Enquanto isso, com um bom papo e o visual certo os bandidos continuam a abrir portas e destruir vidas sem o necessário questionamento. Você mesmo já parou para se perguntar de onde é que veio a fortuna de algumas pessoas ditas “ricas”? Pode ser até alguém próximo de você que endinheirou de forma meio sem sentido ou outro que posa de rico faz tempo e não se sabe de onde o dinheiro vem, sempre tem alguma explicação que ninguém vai se dar ao trabalho de verificar, mesmo porque a festa em torno da opulência simplesmente abafa o questionamento... É aí que a bandidagem deita e rola! Imagine, ser um sociopata extremamente perigoso e ao mesmo tempo adorado e respeitado por todos! E o pior é que isso acontece, todos temos nossas histórias pra contar...
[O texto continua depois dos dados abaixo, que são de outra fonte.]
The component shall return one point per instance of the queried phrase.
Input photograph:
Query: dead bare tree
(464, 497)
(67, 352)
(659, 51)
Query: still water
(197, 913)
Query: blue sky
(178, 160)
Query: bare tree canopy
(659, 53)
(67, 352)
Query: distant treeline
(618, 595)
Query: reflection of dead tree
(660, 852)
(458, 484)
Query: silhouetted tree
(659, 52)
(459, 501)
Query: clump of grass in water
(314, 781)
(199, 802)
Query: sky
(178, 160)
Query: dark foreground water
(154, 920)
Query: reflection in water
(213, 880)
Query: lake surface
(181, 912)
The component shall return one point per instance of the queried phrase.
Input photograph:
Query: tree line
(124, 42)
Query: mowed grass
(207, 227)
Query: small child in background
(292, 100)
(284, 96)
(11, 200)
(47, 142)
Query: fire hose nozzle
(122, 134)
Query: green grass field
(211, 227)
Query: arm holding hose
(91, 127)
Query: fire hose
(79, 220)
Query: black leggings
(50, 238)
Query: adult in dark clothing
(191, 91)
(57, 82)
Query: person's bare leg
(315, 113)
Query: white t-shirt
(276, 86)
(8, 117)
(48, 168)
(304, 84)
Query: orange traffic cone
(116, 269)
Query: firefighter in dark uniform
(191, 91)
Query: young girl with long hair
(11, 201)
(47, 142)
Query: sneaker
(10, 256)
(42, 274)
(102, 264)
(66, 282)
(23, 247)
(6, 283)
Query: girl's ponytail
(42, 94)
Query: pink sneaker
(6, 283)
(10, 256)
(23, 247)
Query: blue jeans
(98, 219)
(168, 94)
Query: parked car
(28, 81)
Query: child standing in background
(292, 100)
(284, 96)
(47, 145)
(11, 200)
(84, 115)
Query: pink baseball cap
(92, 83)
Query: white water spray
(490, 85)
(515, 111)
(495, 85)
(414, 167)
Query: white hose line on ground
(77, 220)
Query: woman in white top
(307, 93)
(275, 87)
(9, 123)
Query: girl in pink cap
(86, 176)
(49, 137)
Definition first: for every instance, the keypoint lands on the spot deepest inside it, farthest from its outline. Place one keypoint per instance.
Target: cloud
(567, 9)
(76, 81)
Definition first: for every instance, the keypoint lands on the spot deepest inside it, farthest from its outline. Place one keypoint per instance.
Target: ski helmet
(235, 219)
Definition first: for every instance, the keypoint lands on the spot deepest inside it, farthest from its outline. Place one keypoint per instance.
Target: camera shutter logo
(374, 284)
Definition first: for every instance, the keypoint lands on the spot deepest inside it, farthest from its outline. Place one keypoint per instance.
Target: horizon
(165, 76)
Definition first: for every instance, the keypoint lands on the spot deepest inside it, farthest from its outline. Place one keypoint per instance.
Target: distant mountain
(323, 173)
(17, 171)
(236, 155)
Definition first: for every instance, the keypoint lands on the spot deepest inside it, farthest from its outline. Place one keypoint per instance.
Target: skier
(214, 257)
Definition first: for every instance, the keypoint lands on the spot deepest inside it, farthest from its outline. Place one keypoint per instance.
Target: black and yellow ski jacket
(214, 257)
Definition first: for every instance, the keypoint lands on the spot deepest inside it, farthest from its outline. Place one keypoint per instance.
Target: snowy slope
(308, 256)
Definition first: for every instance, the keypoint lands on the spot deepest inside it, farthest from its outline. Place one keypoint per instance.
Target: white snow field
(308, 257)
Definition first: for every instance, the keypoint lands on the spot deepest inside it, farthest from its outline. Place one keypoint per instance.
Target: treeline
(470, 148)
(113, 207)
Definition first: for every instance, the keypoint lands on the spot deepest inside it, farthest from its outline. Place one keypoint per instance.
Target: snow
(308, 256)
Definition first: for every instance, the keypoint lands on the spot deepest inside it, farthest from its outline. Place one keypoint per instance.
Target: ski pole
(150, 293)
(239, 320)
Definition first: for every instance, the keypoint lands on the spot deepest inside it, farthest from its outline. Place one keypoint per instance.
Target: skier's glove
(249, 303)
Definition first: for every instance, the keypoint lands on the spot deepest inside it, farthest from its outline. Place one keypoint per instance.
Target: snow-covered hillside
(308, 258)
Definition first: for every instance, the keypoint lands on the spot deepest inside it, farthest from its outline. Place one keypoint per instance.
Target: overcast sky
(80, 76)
Amigos, não me entendam mal, não estou dizendo que é feio ser rico ou que a pobreza pode ser uma espécie de virtude (tá doido!), gostaria muito que a riqueza banalizasse para todos e que pudéssemos morar com conforto, andar de carrão, ter assistência médica, viajar para Europa todo ano - ou para onde nos desse na telha - e ter a liberdade de só fazer o que estivesse a fim, sem as preocupações do trabalho e do dia a dia. Talvez, se isso ocorresse, passaríamos a valorizar o caráter e a decência das pessoas, e - como acontece com os sábios - cultuar as mentes que criam coisas belas e úteis e as coisas simples da vida que são a chave da plenitude e a prova real de nossa humanidade.

Um comentário:

Carla Cristina Teixeira Santos disse...

O que mais me chama a atenção, Juca, é que para que todos tenham conforto, andem de carrão, tenham assistência médica privada, viagens à Europa etc., todos teriam de estar num mesmo nível de produção de riquezas (pois isso tudo demanda muito dinheiro). E todos estão? Ou melhor, todos se disporiam a estar para que todos estivessem?
Se todos nos dispuséssemos a trabalhar para sustentar os desejos de outrem, tudo bem, mas aí seríamos desprovidos de individualidades inatas aos seres humanos (e aí nao seríamos humanos). Grosso modo, se você acha justo trabalhar (ou estudar)a morrer e outro não e dividir o que tem com esse outro, tudo bem. Mas, taí, nem todos acham justo, e por aí vão se vendo as diferenças. Eu acho um roubo pagar 50,00 de gasolina e dar 26,00 de imposto pro governo, tem gente que acha certo e por aí vai.
Sou a favor de uma distribuição de renda, claro, mas com critérios e sólidos critérios. Adoro o bolsa-família, por exemplo, mas ele está provocando movimentos ascendentes (que no meu ver seria tornar as pessoas independentes e produtivas)?
Por fim, eu desejo que essa "piii" de governo aprecie mais a Educação do que mostra apreciar (e não é só com aumento de salário de professor, não). Governinho de merda...
Desculpe o palavrão, Juca, mas não resisti.